Но уже почему-то – не так.
Может быть потому, что мало кто из красивых женщин умеет красиво плакать. А вот некоторых дурнушек слезы как-то даже просветляют…
…Пока я до паба от машины добежал – чуть ли не насквозь промок. А бежать-то всего – метров сорок от стоянки.
Ноябрь.
Может, напрасно я с таким презрением к зонтикам отношусь?
Ну, да ладно…
Забежал, плащ скинул, отряхнул его, насколько возможно, повесил на вешалку сушиться.
У нас в пабе гардероба нет.
Самообслуживание.
Чай, не графья…
Гляжу – сидит у окна, плачет.
Я на бармена вопросительно взглянул, так Андрэ только с недоумением плечами пожал.
Откуда мне, мол, знать-то…
Ладно.
Подсел:
– Привет, Танюха…
Кивнула, мол, и тебе того же и, отвернувшись, в сумочку полезла.
Сначала – за платком.
Я тем временем Андрэ два пальца сложенных вместе показал.

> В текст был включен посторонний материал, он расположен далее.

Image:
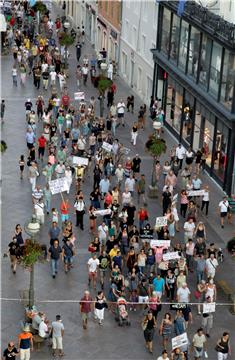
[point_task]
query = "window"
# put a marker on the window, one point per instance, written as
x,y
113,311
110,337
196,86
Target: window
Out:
x,y
124,63
175,38
221,146
139,79
165,40
205,61
215,69
143,44
183,45
174,104
227,85
193,56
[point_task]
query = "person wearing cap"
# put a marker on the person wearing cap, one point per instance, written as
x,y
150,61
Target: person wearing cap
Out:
x,y
25,342
10,352
57,336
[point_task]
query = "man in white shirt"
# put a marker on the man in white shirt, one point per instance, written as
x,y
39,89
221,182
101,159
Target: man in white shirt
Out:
x,y
103,233
211,266
189,228
130,184
183,294
92,264
180,154
224,208
121,111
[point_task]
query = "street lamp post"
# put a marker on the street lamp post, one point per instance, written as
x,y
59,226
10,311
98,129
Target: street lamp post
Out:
x,y
32,228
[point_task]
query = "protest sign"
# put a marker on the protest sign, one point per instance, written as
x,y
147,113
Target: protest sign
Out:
x,y
180,340
208,308
80,95
161,221
165,243
102,212
196,193
171,256
80,161
59,185
107,147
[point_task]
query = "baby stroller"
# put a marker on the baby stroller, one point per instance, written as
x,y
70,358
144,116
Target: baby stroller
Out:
x,y
122,313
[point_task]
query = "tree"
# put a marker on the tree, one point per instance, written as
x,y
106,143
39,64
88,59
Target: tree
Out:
x,y
156,147
102,83
32,253
66,40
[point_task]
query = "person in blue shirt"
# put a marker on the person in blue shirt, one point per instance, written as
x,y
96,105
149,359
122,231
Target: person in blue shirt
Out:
x,y
159,285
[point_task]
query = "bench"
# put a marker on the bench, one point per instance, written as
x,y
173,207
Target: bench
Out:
x,y
38,341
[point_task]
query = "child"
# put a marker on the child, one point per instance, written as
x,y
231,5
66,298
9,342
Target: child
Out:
x,y
133,299
21,165
55,215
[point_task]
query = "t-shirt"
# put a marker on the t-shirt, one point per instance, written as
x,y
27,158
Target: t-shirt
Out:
x,y
57,327
183,294
10,354
25,338
198,341
93,264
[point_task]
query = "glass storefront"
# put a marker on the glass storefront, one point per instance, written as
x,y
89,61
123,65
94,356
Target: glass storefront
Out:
x,y
174,104
165,39
194,47
228,79
175,38
215,69
183,52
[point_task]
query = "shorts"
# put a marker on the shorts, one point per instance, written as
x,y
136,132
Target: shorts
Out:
x,y
143,299
223,214
57,342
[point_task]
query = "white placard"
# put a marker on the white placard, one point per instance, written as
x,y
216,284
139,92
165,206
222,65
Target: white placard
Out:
x,y
107,147
59,185
208,308
102,212
171,256
160,243
180,340
80,95
77,160
196,193
161,221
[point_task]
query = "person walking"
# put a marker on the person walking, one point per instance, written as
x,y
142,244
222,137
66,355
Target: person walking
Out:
x,y
54,254
57,328
86,306
149,325
25,342
223,347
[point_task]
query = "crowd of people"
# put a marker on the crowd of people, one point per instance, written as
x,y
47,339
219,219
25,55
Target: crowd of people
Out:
x,y
127,270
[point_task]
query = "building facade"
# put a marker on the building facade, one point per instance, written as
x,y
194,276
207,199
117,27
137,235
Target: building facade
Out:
x,y
138,36
109,28
194,75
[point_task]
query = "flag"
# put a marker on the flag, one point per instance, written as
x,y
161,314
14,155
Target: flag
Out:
x,y
181,6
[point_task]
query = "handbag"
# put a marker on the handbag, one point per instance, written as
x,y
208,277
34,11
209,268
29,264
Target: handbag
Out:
x,y
197,294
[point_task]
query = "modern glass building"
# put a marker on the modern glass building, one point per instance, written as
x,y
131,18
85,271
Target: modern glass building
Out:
x,y
194,75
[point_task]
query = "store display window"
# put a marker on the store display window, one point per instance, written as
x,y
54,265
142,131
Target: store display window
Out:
x,y
228,79
174,104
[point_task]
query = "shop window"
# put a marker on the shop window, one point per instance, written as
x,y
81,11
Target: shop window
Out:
x,y
215,69
193,58
165,40
221,144
175,38
228,79
174,105
187,117
205,61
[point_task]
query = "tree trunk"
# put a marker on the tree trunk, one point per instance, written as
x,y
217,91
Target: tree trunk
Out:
x,y
31,288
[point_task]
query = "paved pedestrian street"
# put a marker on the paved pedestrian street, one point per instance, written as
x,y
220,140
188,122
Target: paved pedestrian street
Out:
x,y
137,280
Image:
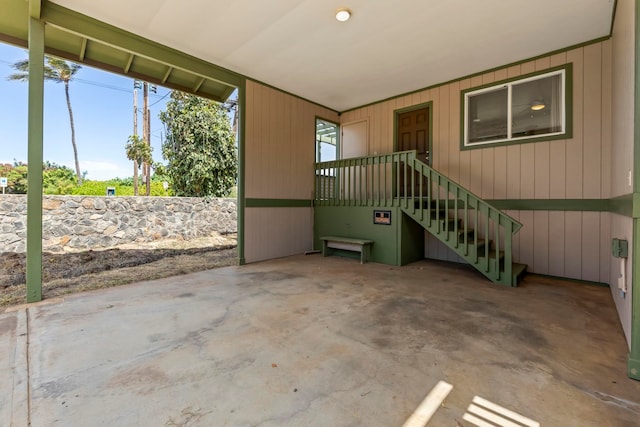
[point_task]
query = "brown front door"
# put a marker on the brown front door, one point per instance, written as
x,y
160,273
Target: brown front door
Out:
x,y
413,134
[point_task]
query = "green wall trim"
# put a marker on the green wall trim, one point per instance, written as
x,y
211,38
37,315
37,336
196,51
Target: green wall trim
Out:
x,y
566,279
633,360
357,222
279,203
35,157
491,70
568,96
587,205
622,205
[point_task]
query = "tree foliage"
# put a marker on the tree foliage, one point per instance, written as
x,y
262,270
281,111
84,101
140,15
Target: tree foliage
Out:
x,y
138,150
58,71
56,179
199,146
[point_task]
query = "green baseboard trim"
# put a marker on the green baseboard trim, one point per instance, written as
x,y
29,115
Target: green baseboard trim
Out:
x,y
634,368
279,203
566,279
581,205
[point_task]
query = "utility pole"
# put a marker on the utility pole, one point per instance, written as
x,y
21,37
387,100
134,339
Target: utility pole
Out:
x,y
136,86
145,134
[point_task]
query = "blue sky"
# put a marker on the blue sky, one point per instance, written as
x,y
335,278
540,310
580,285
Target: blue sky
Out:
x,y
103,114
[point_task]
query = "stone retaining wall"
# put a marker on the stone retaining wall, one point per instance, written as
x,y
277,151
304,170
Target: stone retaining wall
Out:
x,y
72,223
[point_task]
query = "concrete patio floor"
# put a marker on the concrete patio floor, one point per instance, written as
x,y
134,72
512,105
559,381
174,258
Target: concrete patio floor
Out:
x,y
312,341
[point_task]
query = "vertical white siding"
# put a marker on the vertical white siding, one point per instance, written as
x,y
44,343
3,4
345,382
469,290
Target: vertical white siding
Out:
x,y
280,152
623,54
568,244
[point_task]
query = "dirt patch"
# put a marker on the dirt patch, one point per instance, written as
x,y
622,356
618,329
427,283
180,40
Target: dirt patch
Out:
x,y
88,270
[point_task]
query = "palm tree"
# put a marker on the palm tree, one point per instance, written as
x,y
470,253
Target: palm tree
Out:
x,y
59,71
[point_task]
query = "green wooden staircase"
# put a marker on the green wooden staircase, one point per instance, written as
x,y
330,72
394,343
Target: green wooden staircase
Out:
x,y
478,232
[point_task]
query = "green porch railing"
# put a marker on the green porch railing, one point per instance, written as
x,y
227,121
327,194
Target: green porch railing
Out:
x,y
471,227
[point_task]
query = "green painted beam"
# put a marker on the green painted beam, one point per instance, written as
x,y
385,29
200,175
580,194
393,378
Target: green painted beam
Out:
x,y
35,8
96,30
242,125
35,157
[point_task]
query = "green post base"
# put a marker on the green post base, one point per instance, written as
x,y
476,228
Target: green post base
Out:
x,y
634,368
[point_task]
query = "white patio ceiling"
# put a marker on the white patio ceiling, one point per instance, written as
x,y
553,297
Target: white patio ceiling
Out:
x,y
385,49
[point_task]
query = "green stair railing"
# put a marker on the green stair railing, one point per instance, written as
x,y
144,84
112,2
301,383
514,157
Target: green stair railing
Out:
x,y
471,227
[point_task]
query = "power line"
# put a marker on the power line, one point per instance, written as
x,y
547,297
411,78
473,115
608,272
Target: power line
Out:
x,y
163,97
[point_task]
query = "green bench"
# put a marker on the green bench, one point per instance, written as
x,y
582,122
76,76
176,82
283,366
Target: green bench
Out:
x,y
347,244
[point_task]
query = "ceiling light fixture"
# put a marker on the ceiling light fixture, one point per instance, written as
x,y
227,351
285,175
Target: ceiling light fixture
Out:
x,y
343,14
537,105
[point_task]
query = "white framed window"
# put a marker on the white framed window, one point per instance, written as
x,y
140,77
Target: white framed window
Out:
x,y
524,110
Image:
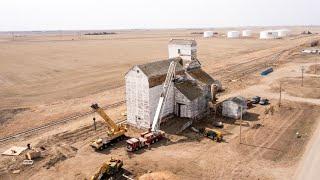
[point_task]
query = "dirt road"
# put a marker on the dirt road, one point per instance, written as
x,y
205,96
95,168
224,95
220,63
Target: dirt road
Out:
x,y
310,165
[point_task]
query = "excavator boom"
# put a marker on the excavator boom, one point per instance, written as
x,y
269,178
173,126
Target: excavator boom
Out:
x,y
110,123
166,86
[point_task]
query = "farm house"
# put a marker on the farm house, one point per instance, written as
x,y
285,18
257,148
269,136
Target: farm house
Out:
x,y
188,96
234,106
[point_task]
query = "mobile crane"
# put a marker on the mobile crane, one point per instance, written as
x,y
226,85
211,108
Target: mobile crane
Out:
x,y
154,134
115,132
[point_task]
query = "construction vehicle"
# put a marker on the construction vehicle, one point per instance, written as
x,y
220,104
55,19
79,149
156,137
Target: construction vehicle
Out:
x,y
212,134
115,132
154,134
108,170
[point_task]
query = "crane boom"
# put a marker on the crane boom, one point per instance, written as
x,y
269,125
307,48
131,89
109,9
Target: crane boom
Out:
x,y
163,96
112,126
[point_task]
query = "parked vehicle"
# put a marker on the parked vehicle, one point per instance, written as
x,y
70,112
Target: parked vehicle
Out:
x,y
212,134
264,102
256,100
218,124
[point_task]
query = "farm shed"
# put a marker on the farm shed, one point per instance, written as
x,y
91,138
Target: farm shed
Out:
x,y
283,32
189,94
268,34
233,34
246,33
208,34
232,107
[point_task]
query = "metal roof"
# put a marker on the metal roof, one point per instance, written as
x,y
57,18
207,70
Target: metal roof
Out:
x,y
157,71
189,89
183,42
201,76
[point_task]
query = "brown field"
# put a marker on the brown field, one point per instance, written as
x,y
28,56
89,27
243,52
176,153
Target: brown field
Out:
x,y
48,77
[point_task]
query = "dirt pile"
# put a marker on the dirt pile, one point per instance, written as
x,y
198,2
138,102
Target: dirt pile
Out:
x,y
292,86
314,69
8,114
60,153
162,175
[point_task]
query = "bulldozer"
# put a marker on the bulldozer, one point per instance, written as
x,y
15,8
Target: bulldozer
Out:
x,y
212,134
108,170
115,132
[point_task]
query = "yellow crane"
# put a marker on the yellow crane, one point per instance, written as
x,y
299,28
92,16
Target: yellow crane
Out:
x,y
116,132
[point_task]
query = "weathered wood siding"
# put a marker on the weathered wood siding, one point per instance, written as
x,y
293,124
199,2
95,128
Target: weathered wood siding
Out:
x,y
137,98
154,95
186,51
194,109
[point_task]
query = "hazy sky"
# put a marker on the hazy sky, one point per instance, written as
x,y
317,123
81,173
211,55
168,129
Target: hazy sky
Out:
x,y
124,14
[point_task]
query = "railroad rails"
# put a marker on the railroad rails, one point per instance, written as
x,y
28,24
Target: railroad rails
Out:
x,y
232,72
61,121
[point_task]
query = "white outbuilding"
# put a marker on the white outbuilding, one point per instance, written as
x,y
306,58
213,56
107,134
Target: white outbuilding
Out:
x,y
189,93
268,34
208,34
283,32
246,33
233,34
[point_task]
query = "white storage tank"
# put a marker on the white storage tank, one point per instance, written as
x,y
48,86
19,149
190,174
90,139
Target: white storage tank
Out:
x,y
246,33
233,34
283,32
268,34
208,34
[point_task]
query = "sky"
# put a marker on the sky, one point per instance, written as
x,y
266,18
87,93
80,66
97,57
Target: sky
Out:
x,y
27,15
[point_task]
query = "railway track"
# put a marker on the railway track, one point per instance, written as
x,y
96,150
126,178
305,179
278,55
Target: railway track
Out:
x,y
234,71
62,121
249,67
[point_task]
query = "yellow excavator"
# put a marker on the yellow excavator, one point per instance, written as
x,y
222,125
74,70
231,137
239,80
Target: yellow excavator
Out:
x,y
212,134
108,170
115,132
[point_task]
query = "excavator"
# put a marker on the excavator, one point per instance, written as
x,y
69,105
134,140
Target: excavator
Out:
x,y
115,132
212,134
108,170
154,134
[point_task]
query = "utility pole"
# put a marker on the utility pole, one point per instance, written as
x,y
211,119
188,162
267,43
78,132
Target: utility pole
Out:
x,y
280,93
240,124
94,123
302,71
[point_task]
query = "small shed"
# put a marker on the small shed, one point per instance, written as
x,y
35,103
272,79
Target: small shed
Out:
x,y
268,34
283,32
246,33
208,34
233,34
232,107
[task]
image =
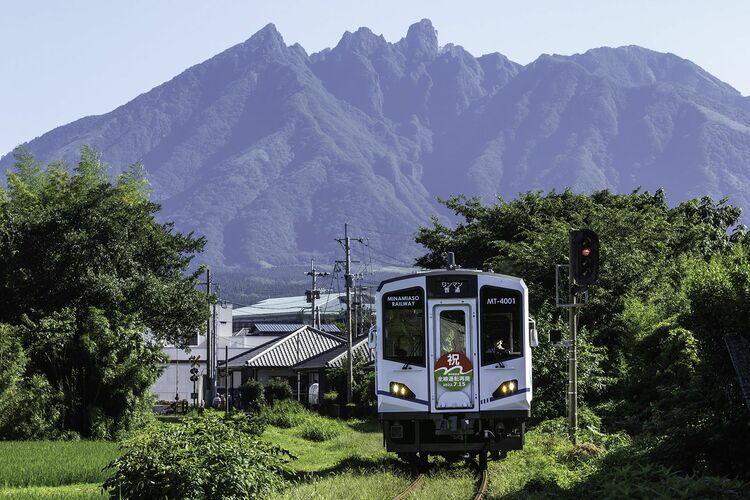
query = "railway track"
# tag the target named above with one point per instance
(412, 487)
(481, 493)
(482, 484)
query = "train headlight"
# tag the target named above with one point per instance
(400, 390)
(507, 388)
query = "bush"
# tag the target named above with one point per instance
(331, 397)
(204, 457)
(252, 395)
(277, 390)
(320, 429)
(285, 413)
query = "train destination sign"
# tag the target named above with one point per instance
(454, 371)
(451, 286)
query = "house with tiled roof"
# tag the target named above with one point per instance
(279, 357)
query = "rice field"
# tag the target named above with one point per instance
(54, 469)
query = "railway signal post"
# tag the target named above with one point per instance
(583, 271)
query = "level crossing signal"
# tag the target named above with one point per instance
(584, 257)
(194, 368)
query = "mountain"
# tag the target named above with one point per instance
(267, 150)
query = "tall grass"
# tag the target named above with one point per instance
(318, 428)
(286, 413)
(54, 463)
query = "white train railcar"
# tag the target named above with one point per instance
(453, 363)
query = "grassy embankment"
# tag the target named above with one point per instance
(347, 460)
(54, 469)
(353, 464)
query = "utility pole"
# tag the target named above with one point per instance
(349, 279)
(214, 354)
(314, 293)
(209, 344)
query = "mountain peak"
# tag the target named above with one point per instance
(268, 36)
(421, 40)
(363, 40)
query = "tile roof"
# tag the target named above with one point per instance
(290, 349)
(264, 328)
(337, 355)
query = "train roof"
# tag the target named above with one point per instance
(451, 272)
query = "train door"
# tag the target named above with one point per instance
(453, 356)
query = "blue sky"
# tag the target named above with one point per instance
(64, 60)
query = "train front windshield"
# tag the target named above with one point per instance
(501, 324)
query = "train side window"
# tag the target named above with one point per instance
(403, 326)
(501, 319)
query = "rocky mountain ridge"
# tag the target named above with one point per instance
(267, 150)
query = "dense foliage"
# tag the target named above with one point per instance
(278, 389)
(363, 389)
(203, 457)
(86, 271)
(252, 395)
(674, 281)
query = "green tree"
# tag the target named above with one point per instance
(94, 284)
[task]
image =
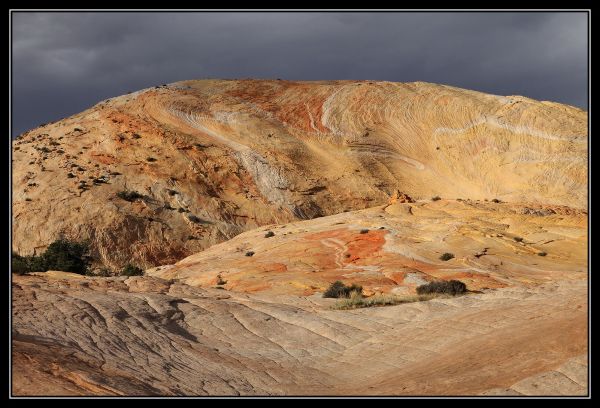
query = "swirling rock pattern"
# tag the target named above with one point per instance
(245, 153)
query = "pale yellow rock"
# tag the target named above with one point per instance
(238, 154)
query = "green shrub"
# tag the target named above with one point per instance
(103, 272)
(446, 256)
(67, 256)
(129, 195)
(338, 290)
(452, 287)
(356, 302)
(131, 270)
(19, 264)
(194, 219)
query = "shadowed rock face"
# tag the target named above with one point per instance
(396, 247)
(216, 158)
(318, 181)
(147, 336)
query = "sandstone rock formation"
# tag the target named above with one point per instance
(147, 336)
(213, 158)
(394, 248)
(244, 200)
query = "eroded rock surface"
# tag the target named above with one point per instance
(147, 336)
(215, 158)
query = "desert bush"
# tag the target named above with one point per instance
(131, 270)
(194, 219)
(129, 195)
(103, 272)
(356, 302)
(446, 256)
(67, 256)
(19, 264)
(338, 290)
(452, 287)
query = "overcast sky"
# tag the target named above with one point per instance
(62, 63)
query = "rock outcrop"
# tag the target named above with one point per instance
(147, 336)
(211, 159)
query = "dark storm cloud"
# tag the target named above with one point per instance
(65, 62)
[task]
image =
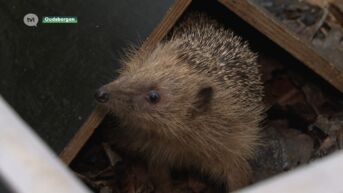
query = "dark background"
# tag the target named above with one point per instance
(49, 73)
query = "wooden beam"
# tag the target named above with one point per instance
(87, 129)
(298, 47)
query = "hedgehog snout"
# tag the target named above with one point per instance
(102, 95)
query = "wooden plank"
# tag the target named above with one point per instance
(26, 162)
(83, 134)
(49, 73)
(323, 175)
(298, 47)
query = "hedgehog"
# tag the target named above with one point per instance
(193, 101)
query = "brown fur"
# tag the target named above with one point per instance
(210, 108)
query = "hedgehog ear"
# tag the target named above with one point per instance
(203, 100)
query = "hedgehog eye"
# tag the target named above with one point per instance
(153, 96)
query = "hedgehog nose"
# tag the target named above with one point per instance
(102, 95)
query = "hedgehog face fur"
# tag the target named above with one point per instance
(151, 93)
(194, 101)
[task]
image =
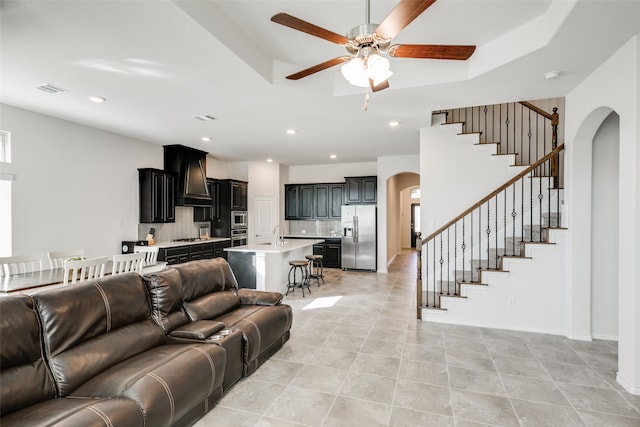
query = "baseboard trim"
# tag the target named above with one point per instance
(633, 389)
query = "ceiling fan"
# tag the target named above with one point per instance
(364, 66)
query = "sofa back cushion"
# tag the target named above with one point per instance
(165, 293)
(89, 327)
(24, 375)
(208, 288)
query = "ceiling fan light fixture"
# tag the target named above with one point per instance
(378, 68)
(355, 72)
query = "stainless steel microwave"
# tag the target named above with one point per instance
(238, 219)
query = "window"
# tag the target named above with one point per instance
(5, 195)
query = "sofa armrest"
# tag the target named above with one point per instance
(253, 297)
(198, 330)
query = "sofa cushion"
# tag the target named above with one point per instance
(89, 327)
(167, 381)
(165, 294)
(206, 276)
(24, 376)
(78, 412)
(264, 327)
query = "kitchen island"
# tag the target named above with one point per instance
(265, 266)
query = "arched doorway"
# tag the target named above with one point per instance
(399, 210)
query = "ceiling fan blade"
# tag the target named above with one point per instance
(431, 51)
(401, 16)
(306, 27)
(319, 67)
(380, 86)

Он кивнул, пошел наливать двойной виски.
Налил:
– Лед нужен?
Я, несмотря на всю щекотливость ситуации, аж хмыкнул. Мужик, ты на улицу-то смотрел?
Он только плечами в ответ пожал: мол, спросить-то все равно надо.
Принес мне двойной «Джеймсон» и двойной же кофе, без сахара.
Блин.
Он мои привычки, наверное, уже лучше жены знает.
А Танька все сидит, пытается глаза носовым платком промокать.
Бесполезно.
– Может, тебе выпить чего?
Задумалась.
Даже плакать на секунду перестала.
– Пожалуй, стоит. Мартини, пожалуйста. Сухой.
Тут уж я счел нужным вмешаться:
– Э-э-э, мать, тебе сейчас «Мартини» – это только продукт переводить…
Кивнул Андрюхе:
– Старый, сделай, будь так любезен, даме грамм сто коньячку. В графинчик. И лимончик порежь, ок?
– Для Татьяны-то? Говно вопрос!
Она еще раз всхлипнула, но уже – улыбнулась.
– Хорошо здесь у вас.
– А ты приходи чаще, – усмехаюсь, – а то Лешку твоего уже замучались наблюдать, а тебя – все нети нет…
Видимо, я что-то не то сказал.
Потому что она снова заплакала.
Отхлебнул вискаря, закурил сигарету.
Надо, думаю, что-то в нашей беседе кардинально менять…
– Чего ревешь-то?
– Мало ли почему женщина ревет. Помада плохая попалась. Тушь дерьмо. Лишние полтора кило набрала. Критические дни. Дождь вон на улице хлещет третий день, не переставая. Разве вам, мужикам, понять? Дай сигарету!
– На…
Сам и зажигалку поднес, у нее – руки тряслись.
Помолчали.
– Беда у меня, Дим, – всхлипывает.
Я докурил, снова Андрэ два пальца показываю, тот кивнул, пошел наливать.
– Что за беда-то?
Молчит, мнется.
Мне тем временем Андрэ стакан доставил, пепельницу у нас на столике заменил. Когда в пабе народу мало – он у нас и за бармена, и за официанта.
Наконец решилась:
– Я, Дим, Лешке изменила. И он об этом скоро узнает.
Я вздохнул:
– Ну, и, зачем ты мне это сказала, Тань? Мы с тобой, конечно, с десятого класса дружим, но ты же знаешь, чью сторону я в этом вопросе займу. Прекрасно знаешь. И почему – знаешь. В лучшем случае – в стороне постою…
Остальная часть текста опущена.